O ministro disse que os jornalistas também poderiam se tornar reféns dos radicais islâmicos, que têm vínculos com a rede terrorista Al Qaeda, acusou Sherpao.
Em outra entrevista coletiva, o ministro de Assuntos Religiosos, Ejaz ul-Haq, disse que no templo há fundamentalistas envolvidos em atos terroristas dentro e fora do Paquistão, que mantêm entre 200 e 500 estudantes reféns.
O primeiro-ministro paquistanês, Shaukat Aziz, presidiu hoje uma reunião para avaliar a crise. Após o encontro, o Governo insistiu em que Ghazi deve soltar os reféns, render-se e enfrentar a Justiça.
A Operação Silêncio começou há dez dias, quando forças paramilitares, soldados e policiais rodearam a mesquita, cujos líderes há quatro meses faziam ameaças de atentados suicidas se o governo não impuser a “sharia” (lei islâmica) como único código de justiça.

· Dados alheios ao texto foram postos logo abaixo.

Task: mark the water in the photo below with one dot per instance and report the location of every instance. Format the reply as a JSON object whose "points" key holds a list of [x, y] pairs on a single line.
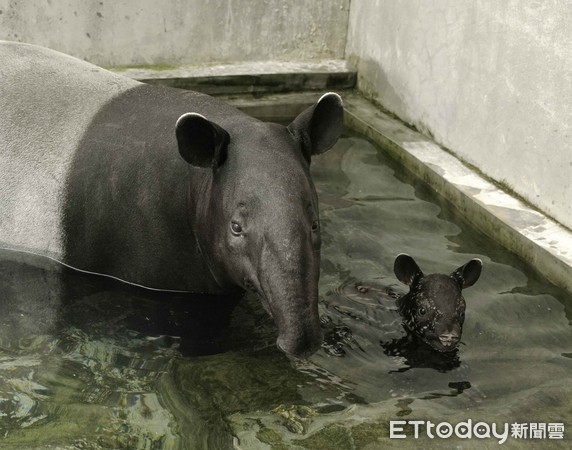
{"points": [[87, 364]]}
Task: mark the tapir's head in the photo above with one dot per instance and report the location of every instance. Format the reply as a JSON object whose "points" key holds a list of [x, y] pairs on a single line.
{"points": [[259, 225], [434, 308]]}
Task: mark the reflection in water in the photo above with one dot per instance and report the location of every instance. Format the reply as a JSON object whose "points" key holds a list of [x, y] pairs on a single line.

A primeira troca de tiros aconteceu na terça-feira e deixou 25 mortos, de acordo com o número oficial. Durante o dia de hoje, foram registrados tiroteios esporádicos e vários helicópteros sobrevoaram a região.
O líder principal da mesquita, Abdul Aziz, foi detido na quarta-feira, quando saía com um grupo de mulheres camuflado sob uma burka.